Une nouvelle fois, nous avons à vérifier, dans le concret de nos relations, le
lien que nous faisons entre notre foi en Dieu et notre manière de vivre avec
les autres.
Nous ne pouvons pas nous tourner vers Dieu
sans nous tourner vers l’autre, cet autre que la Loi nomme prochain. Aimer son
prochain, ce n'est pas seulement aimer celui qui est proche de soi, c'est aimer
en se rendant proche de l'autre (cf. cette même question posée à Jésus dans
l’Evangile de Luc qui se poursuit par la parabole du bon samaritain : Luc 10,
25-37).
Si l'amour de Dieu et l'amour du prochain
sont équivalents, il y a un troisième amour à prendre en compte : l’amour de
soi. En effet, la Loi ne dit pas d'aimer son prochain mais de l’aimer comme
soi-même. Quel est donc cet amour de soi dont parle l'Ecriture sans lequel on
ne peut pas aimer le prochain ? Le psaume affirme : « Je confesse que je suis une vraie merveille » (Psaume 139,14). Il
est évident que cet amour de soi n'a rien de narcissique. Il nous interroge sur
le regard que nous avons sur nous-mêmes.
S'aimer soi-même, c'est rendre grâce pour ce
que je suis. Cela suppose de notre part de commencer par repérer nos qualités,
nos compétences, ce qui à travers nous suscite la vie chez les autres. De façon
étonnante, celui à qui on demande ses qualités semble souvent gêné. Pourtant,
nous avons à repérer le "positif" en soi. Cela fait partie du regard
honnête que l'on doit porter sur soi. Bien loin de favoriser l'orgueil, s'aimer
soi-même c’est rendre grâce pour ce que le Seigneur nous a donné et que nous
avons la responsabilité de faire fructifier.

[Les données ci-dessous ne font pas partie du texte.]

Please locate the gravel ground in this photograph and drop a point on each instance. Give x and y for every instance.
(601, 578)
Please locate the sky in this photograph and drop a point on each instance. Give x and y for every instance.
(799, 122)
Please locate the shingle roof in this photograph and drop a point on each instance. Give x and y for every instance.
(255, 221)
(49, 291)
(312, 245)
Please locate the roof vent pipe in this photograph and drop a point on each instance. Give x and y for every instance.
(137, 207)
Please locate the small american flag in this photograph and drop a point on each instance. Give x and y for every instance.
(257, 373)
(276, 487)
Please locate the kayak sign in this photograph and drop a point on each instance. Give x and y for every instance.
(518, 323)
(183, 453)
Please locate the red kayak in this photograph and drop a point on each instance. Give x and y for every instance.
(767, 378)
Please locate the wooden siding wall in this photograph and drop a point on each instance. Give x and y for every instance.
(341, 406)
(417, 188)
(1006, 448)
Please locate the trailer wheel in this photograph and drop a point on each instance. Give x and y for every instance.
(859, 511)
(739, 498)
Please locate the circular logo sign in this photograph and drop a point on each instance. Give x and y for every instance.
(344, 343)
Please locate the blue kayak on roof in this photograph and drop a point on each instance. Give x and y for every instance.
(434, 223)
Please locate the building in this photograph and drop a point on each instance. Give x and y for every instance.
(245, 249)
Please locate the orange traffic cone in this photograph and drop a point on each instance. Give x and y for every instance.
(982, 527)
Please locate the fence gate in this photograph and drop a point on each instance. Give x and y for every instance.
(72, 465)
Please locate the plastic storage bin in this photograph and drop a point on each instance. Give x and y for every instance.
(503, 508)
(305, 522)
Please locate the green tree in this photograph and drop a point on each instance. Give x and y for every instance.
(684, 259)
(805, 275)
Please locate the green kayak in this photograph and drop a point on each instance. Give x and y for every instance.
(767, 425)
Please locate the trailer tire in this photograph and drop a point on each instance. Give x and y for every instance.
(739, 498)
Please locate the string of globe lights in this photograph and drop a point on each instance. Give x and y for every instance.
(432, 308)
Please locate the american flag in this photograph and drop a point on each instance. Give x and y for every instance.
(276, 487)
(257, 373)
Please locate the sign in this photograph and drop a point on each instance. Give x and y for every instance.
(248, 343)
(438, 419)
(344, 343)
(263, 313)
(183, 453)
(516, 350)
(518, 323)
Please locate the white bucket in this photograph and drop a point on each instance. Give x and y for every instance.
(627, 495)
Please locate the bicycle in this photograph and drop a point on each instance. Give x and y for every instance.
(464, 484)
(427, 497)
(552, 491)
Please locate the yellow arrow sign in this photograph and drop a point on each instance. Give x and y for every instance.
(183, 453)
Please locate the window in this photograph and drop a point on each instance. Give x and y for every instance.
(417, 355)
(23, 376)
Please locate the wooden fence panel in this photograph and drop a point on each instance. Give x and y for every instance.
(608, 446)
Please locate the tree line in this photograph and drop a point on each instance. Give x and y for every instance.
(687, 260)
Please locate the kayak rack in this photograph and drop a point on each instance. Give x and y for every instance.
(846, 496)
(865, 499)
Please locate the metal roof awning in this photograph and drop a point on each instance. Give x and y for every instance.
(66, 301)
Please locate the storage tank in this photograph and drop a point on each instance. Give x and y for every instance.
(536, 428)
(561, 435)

Nous avons bien évidemment à prendre
également en compte nos défauts, nos limites, ce qui à travers nous freine la
vie chez les autres. Il ne s'agit pas de se lamenter ou de se promettre à
soi-même de changer – nous en mesurons souvent la grande difficulté malgré
notre bonne volonté – mais de rendre grâce à Dieu qui nous rejoint dans ce qui
est "négatif" en soi pour nous rendre capables peu à peu, et avec sa
grâce, de nous convertir.
S’aimer soi-même, c'est également rendre
grâce pour le possible qui est en soi. Ce que nous sommes ne se réduit pas à
nos réussites et à nos échecs. Cela rejoint le regard que Dieu lui-même a sur
nous. Ainsi donc, aimer son prochain comme soi-même, c’est aimer comme Dieu. Cela
n’est possible que si nous commençons par laisser Dieu nous aimer pour
apprendre de lui à aimer chacun, en commençant par soi.